My answer rests on the different monetary incentive that private and public sector employers have to oppose unions. By raising pay and benefits in the organized firm relative to the non-organized firm, private sector unions increase labor costs and shift profits to workers. This makes it difficult for unionized operations to compete successfully with nonunion firms. It leads many managers to view unions as an outside impediment to their running a competitive operation rather than as the legitimate representative of workers who are an integral part of the firm. Many take whatever action they deem necessary to keep unions out of their business, including committing unfair practices against workers who want union representation. The same management that accepts equal employment and anti-discrimination regulations for gender or race as morally valid ways to protect individuals often rejects the morality of NLRA protections of workers for their actions to further the collective interests of workers.

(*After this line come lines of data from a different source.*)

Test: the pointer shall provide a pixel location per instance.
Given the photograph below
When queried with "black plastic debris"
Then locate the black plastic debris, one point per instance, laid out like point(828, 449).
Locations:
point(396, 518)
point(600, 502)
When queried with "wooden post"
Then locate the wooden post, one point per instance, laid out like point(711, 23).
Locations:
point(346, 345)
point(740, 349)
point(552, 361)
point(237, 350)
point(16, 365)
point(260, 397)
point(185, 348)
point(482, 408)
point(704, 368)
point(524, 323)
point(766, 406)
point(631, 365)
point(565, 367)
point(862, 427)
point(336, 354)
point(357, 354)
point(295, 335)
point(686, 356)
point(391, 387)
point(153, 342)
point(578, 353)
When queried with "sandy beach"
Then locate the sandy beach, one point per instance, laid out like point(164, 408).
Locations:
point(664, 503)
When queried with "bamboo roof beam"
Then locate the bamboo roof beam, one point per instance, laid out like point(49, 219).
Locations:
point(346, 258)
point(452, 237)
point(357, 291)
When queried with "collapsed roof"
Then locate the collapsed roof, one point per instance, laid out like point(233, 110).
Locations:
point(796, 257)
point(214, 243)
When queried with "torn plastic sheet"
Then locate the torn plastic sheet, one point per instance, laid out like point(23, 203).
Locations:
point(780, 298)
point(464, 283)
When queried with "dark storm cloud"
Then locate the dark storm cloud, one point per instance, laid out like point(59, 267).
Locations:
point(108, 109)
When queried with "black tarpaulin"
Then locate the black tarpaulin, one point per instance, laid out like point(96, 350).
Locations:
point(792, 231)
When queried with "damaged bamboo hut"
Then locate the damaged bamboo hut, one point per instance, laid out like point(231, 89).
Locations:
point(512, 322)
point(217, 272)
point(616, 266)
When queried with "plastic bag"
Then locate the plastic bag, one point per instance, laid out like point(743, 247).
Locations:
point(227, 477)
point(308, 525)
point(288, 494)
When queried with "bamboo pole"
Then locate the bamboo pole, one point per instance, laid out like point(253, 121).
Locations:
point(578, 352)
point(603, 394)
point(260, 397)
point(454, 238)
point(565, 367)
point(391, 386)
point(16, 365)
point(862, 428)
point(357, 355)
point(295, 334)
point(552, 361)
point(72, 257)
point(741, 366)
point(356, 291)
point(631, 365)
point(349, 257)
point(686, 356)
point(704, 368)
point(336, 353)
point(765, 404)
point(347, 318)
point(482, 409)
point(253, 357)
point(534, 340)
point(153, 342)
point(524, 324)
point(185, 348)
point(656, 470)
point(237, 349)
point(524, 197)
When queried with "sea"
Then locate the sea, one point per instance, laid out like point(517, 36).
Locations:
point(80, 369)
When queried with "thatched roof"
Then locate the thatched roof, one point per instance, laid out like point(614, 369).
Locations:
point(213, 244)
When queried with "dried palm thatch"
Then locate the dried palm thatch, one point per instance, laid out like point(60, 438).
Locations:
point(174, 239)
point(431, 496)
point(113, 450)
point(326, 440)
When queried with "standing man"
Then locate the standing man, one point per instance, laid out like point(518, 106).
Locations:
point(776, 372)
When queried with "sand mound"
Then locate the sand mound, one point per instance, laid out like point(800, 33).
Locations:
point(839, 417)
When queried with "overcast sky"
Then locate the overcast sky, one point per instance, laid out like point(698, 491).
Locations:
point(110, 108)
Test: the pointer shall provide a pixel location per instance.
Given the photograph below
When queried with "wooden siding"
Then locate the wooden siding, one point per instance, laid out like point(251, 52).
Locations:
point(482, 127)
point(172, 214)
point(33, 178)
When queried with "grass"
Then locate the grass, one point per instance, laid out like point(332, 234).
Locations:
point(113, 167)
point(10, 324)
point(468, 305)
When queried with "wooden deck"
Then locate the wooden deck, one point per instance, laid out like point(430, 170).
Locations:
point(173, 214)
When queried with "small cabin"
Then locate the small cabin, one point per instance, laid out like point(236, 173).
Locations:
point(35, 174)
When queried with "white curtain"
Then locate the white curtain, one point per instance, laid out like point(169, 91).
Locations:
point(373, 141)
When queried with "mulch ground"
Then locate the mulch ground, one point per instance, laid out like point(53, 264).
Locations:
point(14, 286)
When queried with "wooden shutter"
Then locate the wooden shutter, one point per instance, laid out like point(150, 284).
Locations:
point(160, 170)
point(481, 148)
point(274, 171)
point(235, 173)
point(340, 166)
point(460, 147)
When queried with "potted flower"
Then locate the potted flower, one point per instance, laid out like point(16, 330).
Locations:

Public sector officials do not respond as negatively to the mini-Wagner Acts because unlike their private sector counterpart they have little to gain and much to lose from fighting unions. In some jurisdictions unions are an important ally in helping politicians and public sector management convince voters to increase taxes or borrow money through bonds for schools, police, or other public goods. Come election time, public sector unions are often an important political force turning out their members to vote and to campaign for politicians favorable to their interests. The politician who attacks them risks arousing the ire of politically active constituents. The public official who breaks the law to prevent workers from unionizing or commits large sums of taxpayer moneys to run an expensive anti-union campaign risks even greater political backlash.